1. A social worker has been asked to see a couple who report frequent verbal conflicts and who are asking for help in improving their communication skills. The social worker’s FIRST response should be to:
1. Evaluate what the couple means by ‘improved communication.’
2. Review differences in communication styles between men and women.
3. Pursue relevant psychosocial background information.
4. Initiate a role-play experience to explore their communication patterns.

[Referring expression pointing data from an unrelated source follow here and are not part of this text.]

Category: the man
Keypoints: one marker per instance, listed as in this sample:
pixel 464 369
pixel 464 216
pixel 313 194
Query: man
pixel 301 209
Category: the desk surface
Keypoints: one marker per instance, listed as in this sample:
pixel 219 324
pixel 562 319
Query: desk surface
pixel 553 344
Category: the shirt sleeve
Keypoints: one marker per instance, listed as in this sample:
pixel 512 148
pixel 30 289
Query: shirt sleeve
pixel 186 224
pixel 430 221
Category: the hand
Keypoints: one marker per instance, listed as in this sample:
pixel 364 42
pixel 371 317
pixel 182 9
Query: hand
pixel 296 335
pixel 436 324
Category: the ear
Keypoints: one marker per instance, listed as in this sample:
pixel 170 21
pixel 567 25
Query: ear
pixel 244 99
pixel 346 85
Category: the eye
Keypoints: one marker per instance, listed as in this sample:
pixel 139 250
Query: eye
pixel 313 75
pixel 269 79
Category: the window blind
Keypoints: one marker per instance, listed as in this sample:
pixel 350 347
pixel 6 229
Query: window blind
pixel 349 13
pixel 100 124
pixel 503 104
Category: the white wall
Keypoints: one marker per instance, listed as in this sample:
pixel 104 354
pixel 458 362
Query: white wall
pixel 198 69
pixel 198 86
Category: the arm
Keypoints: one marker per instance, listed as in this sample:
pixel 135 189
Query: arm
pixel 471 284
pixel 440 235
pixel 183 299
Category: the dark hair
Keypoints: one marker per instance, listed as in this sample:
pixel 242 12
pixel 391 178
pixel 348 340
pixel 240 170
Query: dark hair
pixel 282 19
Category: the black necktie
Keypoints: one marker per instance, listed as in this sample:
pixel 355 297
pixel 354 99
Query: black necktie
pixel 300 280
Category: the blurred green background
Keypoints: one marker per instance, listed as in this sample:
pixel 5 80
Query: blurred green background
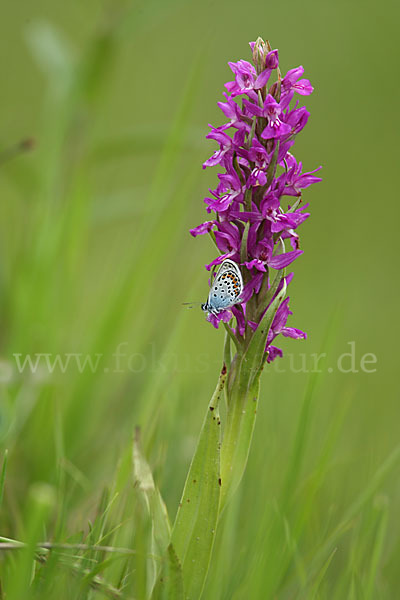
pixel 96 255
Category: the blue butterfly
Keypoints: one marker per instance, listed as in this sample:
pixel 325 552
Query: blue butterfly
pixel 225 290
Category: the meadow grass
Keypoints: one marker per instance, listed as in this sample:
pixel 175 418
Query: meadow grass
pixel 87 269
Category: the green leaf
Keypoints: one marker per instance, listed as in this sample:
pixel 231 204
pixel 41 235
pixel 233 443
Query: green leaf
pixel 194 529
pixel 170 583
pixel 238 433
pixel 3 475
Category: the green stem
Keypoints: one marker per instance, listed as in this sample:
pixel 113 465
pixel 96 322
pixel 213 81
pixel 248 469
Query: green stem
pixel 238 433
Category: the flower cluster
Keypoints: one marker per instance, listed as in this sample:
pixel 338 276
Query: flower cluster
pixel 257 203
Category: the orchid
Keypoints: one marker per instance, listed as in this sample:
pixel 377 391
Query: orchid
pixel 256 212
pixel 252 221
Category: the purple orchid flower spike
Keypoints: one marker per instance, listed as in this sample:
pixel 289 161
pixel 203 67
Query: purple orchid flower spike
pixel 254 224
pixel 257 211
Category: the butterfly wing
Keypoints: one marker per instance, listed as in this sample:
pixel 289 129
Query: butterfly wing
pixel 226 288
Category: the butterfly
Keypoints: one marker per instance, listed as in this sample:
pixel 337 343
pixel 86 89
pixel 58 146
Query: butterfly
pixel 225 290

2. A social worker has been working with a client for three months, addressing anger, aggression, and impulse issues. In the midst of a session he becomes angry and stalks out. The social worker then receives a letter indicating that he has cancelled the next appointment, that he has found another therapist, and demanding that the social worker release his records to him immediately. Legal action is threatened if the social worker fails to comply. The social worker is concerned that serious harm may result if they release the records. In keeping with professional ethics, the social worker’s FIRST step should be to:
1. Release the records as demanded.
2. Refuse the release and alert the social worker’s malpractice carrier of a possible lawsuit.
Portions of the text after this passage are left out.